Tim Bray writes to correct misperceptions of what “Open Source” is about.
They both paint a picture of misguided innocents who believe in some starry-eyed vision of post-capitalist intellectual collectivism, but are actually pawns in the hands of larger economic forces. They’re both really wrong. Granted: Open Source is not a nation or a corporation or a political party or a religion. (While there are “movement people”, organized into the skeptical-of-each-other Open Source and Free Software sects, they are a tiny—albeit noisy—minority.) Absent those things, what is left? A collection of people who like working on software and actively seek out opportunities, preferably but not necessarily paid, to do so. If that is isn’t a “community”, what is?
Tim hits it on the mark. If Subtext is a pawn in some larger economic force, I’d be curious to find out which major corporate power seeks to gain, and perhaps ask them for some funding. ;)
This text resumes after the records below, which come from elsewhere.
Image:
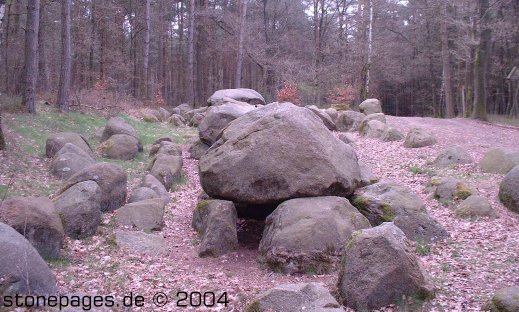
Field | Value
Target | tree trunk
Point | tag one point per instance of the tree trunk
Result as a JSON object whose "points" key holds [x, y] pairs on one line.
{"points": [[146, 54], [44, 76], [66, 58], [481, 63], [191, 79], [31, 55], [239, 62], [2, 138], [370, 48], [447, 74]]}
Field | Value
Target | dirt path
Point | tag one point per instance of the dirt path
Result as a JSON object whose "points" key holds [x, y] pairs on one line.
{"points": [[480, 256]]}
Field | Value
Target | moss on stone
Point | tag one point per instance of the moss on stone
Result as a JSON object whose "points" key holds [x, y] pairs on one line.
{"points": [[253, 307], [462, 191], [388, 213], [360, 202]]}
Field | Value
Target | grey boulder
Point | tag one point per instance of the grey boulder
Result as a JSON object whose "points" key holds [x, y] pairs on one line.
{"points": [[69, 160], [311, 297], [378, 268], [419, 137], [37, 220], [243, 95], [112, 180], [326, 119], [504, 300], [22, 270], [218, 117], [80, 209], [349, 120], [278, 152], [473, 207], [453, 155], [387, 201], [370, 106], [141, 242], [509, 190], [215, 222]]}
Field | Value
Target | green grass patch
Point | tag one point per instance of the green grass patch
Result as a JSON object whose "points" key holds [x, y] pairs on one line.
{"points": [[418, 170], [151, 131]]}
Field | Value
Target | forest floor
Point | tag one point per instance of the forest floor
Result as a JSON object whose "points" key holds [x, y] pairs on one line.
{"points": [[480, 257]]}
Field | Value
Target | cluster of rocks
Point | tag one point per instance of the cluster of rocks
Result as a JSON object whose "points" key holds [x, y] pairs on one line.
{"points": [[119, 140], [145, 206], [282, 163]]}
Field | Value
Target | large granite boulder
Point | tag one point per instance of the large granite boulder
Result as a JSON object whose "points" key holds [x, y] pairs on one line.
{"points": [[69, 160], [218, 117], [419, 137], [243, 95], [56, 141], [308, 234], [450, 189], [22, 270], [453, 155], [327, 120], [166, 148], [392, 134], [509, 190], [117, 125], [182, 109], [167, 169], [80, 209], [370, 106], [120, 146], [504, 300], [215, 222], [349, 120], [387, 201], [379, 267], [311, 297], [374, 129], [278, 152], [37, 220], [198, 149], [142, 193], [112, 180], [499, 160], [373, 117]]}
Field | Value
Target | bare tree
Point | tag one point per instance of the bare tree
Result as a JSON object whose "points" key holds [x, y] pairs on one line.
{"points": [[146, 56], [31, 55], [446, 64], [2, 138], [191, 79], [481, 63], [66, 58], [239, 62]]}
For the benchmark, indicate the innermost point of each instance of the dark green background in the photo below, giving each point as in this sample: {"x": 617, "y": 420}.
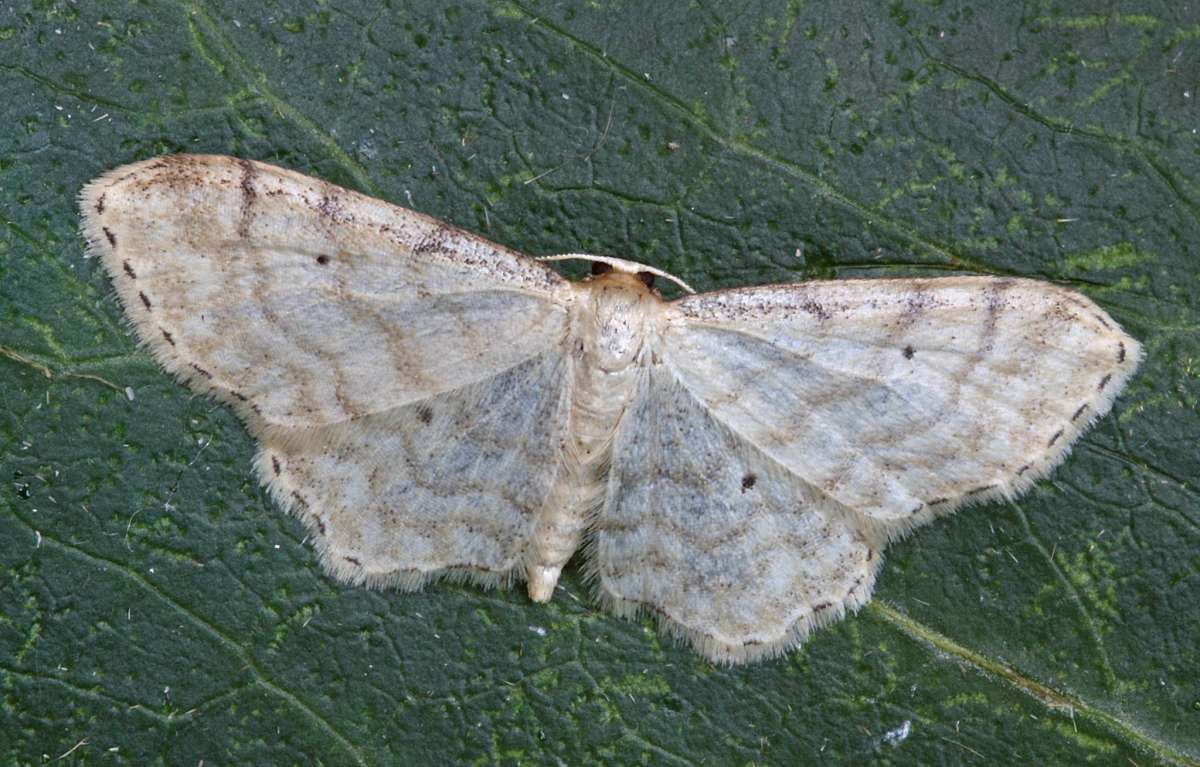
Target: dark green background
{"x": 155, "y": 607}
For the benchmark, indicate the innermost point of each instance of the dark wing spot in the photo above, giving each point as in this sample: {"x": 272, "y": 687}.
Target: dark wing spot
{"x": 247, "y": 196}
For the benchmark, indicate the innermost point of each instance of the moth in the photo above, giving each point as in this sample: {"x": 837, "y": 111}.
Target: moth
{"x": 430, "y": 403}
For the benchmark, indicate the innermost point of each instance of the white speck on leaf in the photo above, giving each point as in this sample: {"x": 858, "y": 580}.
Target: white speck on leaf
{"x": 898, "y": 736}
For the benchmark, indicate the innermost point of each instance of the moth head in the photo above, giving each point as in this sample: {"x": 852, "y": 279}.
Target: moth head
{"x": 606, "y": 267}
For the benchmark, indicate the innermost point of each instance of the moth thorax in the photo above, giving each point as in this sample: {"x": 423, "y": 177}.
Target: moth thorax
{"x": 623, "y": 312}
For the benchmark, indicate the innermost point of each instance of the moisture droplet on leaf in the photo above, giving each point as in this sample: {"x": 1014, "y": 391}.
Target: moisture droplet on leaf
{"x": 431, "y": 403}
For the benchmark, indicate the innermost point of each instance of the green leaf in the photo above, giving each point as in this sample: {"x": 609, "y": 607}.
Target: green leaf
{"x": 156, "y": 607}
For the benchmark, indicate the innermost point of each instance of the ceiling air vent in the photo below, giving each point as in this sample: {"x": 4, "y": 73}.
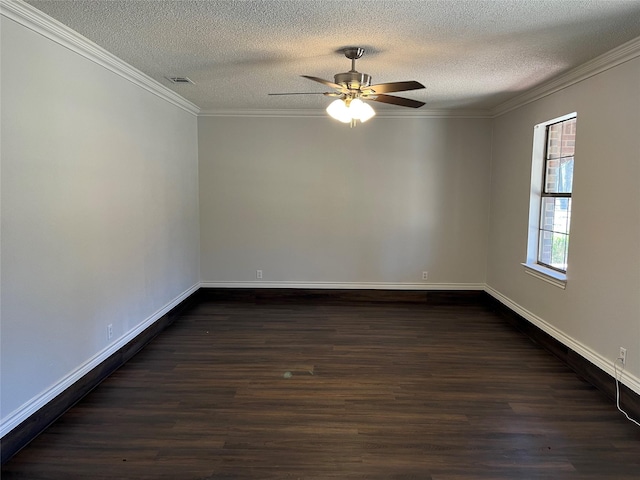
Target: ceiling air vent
{"x": 180, "y": 80}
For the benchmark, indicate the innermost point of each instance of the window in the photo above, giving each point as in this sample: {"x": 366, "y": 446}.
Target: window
{"x": 550, "y": 201}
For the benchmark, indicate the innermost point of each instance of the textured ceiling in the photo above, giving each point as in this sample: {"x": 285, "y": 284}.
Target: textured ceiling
{"x": 469, "y": 54}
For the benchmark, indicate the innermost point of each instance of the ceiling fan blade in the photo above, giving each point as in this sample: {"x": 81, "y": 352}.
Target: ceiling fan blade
{"x": 393, "y": 87}
{"x": 403, "y": 102}
{"x": 324, "y": 82}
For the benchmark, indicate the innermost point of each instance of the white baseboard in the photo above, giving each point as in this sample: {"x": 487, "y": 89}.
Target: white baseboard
{"x": 592, "y": 356}
{"x": 23, "y": 412}
{"x": 347, "y": 285}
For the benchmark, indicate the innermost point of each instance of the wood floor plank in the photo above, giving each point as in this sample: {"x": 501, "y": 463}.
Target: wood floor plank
{"x": 259, "y": 388}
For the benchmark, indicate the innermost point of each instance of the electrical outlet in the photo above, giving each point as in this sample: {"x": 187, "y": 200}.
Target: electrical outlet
{"x": 622, "y": 356}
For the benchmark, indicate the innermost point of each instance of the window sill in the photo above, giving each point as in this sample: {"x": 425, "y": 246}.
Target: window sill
{"x": 548, "y": 275}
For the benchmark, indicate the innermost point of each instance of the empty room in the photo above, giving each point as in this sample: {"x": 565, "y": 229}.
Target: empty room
{"x": 313, "y": 240}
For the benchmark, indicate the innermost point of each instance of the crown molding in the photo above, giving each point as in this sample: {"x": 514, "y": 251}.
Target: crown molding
{"x": 617, "y": 56}
{"x": 35, "y": 20}
{"x": 425, "y": 113}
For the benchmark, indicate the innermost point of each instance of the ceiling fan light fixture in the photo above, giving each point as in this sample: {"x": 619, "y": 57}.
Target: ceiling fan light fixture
{"x": 357, "y": 110}
{"x": 338, "y": 109}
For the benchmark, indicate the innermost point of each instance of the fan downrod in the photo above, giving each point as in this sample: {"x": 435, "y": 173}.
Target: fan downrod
{"x": 353, "y": 80}
{"x": 353, "y": 53}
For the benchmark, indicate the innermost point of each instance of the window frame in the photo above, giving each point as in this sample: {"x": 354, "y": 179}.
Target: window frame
{"x": 532, "y": 265}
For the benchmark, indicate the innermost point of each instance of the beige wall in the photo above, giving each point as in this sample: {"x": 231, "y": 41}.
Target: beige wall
{"x": 310, "y": 200}
{"x": 99, "y": 212}
{"x": 600, "y": 309}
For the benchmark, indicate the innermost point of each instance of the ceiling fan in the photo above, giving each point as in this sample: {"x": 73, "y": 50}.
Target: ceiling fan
{"x": 352, "y": 87}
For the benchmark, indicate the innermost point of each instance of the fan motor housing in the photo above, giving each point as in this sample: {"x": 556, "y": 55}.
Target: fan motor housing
{"x": 353, "y": 80}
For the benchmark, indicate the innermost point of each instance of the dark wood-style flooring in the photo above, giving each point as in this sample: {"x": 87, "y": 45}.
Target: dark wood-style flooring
{"x": 376, "y": 391}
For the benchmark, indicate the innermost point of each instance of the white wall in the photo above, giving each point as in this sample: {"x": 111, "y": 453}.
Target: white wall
{"x": 99, "y": 211}
{"x": 600, "y": 309}
{"x": 310, "y": 200}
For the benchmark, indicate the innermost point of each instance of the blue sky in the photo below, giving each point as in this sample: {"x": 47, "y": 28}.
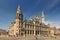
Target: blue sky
{"x": 29, "y": 9}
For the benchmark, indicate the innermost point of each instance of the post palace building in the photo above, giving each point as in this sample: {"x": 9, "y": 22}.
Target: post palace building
{"x": 28, "y": 27}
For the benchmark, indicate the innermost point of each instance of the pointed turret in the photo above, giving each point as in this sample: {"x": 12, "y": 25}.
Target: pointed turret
{"x": 43, "y": 17}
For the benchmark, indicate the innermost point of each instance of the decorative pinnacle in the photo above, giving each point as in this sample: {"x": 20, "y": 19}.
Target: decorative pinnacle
{"x": 18, "y": 10}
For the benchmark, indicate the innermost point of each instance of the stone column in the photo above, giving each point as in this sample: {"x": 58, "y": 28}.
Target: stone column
{"x": 34, "y": 29}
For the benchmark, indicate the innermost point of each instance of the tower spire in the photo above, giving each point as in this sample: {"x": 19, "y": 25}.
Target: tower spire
{"x": 43, "y": 17}
{"x": 18, "y": 9}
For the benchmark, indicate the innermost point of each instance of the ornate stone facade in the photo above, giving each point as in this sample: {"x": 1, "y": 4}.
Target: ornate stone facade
{"x": 28, "y": 27}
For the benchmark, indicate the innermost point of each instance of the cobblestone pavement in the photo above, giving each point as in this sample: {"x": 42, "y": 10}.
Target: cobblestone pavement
{"x": 30, "y": 38}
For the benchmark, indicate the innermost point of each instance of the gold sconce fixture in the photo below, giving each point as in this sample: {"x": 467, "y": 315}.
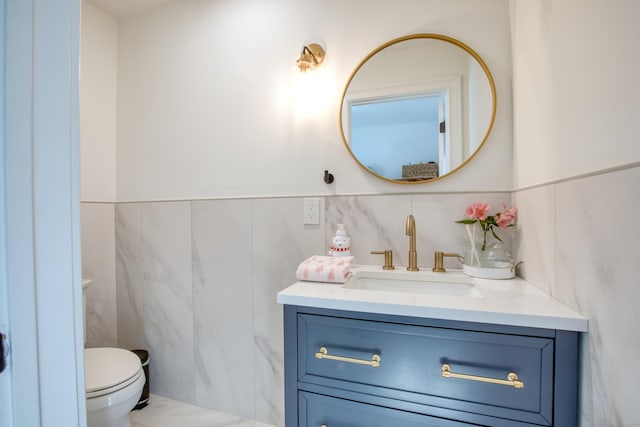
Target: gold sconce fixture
{"x": 311, "y": 57}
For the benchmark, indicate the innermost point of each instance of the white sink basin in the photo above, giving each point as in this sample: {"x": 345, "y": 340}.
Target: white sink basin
{"x": 419, "y": 282}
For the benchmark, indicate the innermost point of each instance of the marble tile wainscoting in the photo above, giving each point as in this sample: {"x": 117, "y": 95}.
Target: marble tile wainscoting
{"x": 580, "y": 240}
{"x": 197, "y": 282}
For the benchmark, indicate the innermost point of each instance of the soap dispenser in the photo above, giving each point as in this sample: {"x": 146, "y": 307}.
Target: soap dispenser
{"x": 341, "y": 243}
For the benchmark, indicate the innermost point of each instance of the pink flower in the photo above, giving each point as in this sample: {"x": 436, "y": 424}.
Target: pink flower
{"x": 477, "y": 210}
{"x": 507, "y": 217}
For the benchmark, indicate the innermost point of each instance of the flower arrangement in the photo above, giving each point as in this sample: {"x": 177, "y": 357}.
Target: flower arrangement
{"x": 479, "y": 213}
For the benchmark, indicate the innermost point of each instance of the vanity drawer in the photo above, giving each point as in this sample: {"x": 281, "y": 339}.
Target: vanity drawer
{"x": 317, "y": 410}
{"x": 342, "y": 353}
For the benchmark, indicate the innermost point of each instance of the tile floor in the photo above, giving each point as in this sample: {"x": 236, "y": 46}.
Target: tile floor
{"x": 163, "y": 412}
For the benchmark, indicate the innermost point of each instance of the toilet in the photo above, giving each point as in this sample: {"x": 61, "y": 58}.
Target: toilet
{"x": 114, "y": 379}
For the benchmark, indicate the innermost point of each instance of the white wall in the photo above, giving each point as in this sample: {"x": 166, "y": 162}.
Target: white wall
{"x": 206, "y": 106}
{"x": 576, "y": 112}
{"x": 577, "y": 89}
{"x": 99, "y": 50}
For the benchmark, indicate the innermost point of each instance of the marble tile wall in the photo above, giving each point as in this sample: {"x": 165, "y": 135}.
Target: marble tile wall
{"x": 580, "y": 242}
{"x": 197, "y": 283}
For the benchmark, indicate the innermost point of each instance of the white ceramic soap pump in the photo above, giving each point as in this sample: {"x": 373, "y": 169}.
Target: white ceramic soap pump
{"x": 341, "y": 243}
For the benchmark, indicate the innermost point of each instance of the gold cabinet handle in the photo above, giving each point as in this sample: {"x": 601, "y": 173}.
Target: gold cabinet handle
{"x": 323, "y": 353}
{"x": 512, "y": 378}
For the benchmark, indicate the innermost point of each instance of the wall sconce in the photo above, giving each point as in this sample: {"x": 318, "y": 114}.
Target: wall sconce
{"x": 311, "y": 57}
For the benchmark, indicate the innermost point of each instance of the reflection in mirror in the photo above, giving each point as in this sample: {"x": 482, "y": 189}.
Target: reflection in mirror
{"x": 417, "y": 108}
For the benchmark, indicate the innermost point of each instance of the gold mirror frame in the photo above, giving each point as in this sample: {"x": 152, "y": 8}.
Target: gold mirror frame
{"x": 443, "y": 38}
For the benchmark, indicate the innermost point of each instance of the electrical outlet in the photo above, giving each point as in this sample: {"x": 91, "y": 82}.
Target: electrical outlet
{"x": 311, "y": 211}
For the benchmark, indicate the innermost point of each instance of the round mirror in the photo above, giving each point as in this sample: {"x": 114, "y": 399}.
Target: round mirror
{"x": 417, "y": 108}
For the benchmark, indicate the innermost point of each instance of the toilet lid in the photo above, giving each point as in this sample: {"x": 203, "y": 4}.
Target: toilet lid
{"x": 109, "y": 369}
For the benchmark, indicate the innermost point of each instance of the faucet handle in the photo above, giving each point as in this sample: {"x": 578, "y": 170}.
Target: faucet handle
{"x": 438, "y": 261}
{"x": 388, "y": 258}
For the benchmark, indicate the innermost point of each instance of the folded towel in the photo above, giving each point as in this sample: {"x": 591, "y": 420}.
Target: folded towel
{"x": 325, "y": 269}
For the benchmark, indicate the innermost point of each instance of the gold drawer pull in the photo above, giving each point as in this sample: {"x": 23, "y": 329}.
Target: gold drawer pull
{"x": 324, "y": 354}
{"x": 512, "y": 377}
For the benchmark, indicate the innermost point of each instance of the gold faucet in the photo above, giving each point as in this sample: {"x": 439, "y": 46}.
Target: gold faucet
{"x": 411, "y": 232}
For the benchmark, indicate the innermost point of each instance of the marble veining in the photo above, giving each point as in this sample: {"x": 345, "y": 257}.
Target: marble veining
{"x": 221, "y": 241}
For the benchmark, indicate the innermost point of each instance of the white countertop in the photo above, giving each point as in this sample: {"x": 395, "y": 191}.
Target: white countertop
{"x": 503, "y": 302}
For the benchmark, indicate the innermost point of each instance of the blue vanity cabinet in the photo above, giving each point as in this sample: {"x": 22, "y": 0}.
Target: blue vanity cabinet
{"x": 360, "y": 369}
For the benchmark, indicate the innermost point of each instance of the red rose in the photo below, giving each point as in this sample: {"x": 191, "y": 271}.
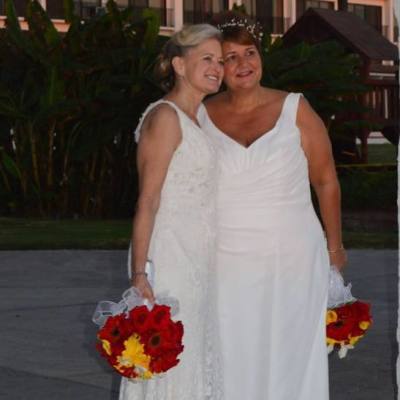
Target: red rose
{"x": 139, "y": 317}
{"x": 165, "y": 362}
{"x": 160, "y": 316}
{"x": 116, "y": 329}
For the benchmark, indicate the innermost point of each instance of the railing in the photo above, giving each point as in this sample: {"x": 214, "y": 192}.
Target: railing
{"x": 275, "y": 25}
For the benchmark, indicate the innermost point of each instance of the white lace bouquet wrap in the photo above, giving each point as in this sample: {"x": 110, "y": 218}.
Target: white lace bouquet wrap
{"x": 138, "y": 339}
{"x": 347, "y": 318}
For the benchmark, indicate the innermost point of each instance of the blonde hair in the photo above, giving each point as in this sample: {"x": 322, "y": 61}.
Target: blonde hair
{"x": 177, "y": 46}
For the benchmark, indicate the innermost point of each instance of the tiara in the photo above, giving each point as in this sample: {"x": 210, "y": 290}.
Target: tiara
{"x": 253, "y": 29}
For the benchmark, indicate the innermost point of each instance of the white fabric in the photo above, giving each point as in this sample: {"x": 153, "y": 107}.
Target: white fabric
{"x": 182, "y": 249}
{"x": 272, "y": 267}
{"x": 338, "y": 293}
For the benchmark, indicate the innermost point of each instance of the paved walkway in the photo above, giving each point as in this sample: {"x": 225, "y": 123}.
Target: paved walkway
{"x": 47, "y": 339}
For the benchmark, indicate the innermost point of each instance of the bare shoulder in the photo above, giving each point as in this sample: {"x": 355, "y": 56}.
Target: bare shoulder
{"x": 306, "y": 116}
{"x": 161, "y": 123}
{"x": 215, "y": 102}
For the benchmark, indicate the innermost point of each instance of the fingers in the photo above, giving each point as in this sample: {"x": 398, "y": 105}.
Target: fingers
{"x": 145, "y": 289}
{"x": 338, "y": 259}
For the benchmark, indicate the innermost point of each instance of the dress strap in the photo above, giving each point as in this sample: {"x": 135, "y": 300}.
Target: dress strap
{"x": 291, "y": 106}
{"x": 149, "y": 109}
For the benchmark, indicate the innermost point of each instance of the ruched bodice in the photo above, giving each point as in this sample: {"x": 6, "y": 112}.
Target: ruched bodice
{"x": 272, "y": 265}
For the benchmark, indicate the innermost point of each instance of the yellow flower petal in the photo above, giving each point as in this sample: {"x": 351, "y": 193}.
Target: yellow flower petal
{"x": 364, "y": 325}
{"x": 106, "y": 346}
{"x": 134, "y": 355}
{"x": 331, "y": 317}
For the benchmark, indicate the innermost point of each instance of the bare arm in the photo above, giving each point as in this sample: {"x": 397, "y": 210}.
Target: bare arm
{"x": 160, "y": 136}
{"x": 317, "y": 148}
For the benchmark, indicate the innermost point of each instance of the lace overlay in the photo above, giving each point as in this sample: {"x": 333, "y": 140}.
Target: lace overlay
{"x": 182, "y": 249}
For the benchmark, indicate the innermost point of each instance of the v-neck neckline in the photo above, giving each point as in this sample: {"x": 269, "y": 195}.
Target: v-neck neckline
{"x": 265, "y": 134}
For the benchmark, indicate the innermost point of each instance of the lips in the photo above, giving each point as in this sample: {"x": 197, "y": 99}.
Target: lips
{"x": 244, "y": 74}
{"x": 212, "y": 77}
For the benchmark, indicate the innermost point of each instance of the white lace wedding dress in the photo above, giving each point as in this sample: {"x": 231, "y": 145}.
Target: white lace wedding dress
{"x": 272, "y": 266}
{"x": 182, "y": 250}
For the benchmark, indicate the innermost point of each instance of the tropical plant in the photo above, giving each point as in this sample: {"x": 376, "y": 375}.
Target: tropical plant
{"x": 329, "y": 78}
{"x": 68, "y": 107}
In truth, there are many reasons people work on open source software, and they are not all the same. Many just find it fun to work on something more interesting than the boring data-in data-out systems they build at work. Some want to have a hand in building a better mousetrap. Many enjoy participating in a community and perhaps gaining a bit of recognition among their peers. A few see it as a political movement against capitalist interests. Yet others are paid to work on open source projects as it benefits their employer. None of these reasons are inherently wrong, misguided or amoral.
Many of these articles criticising open source focus on the big projects. What they fail to look at is that the majority of open source projects are very small. Many fill very niche markets that corporations have no interest in filling, but that there is yet a long-tail demand for.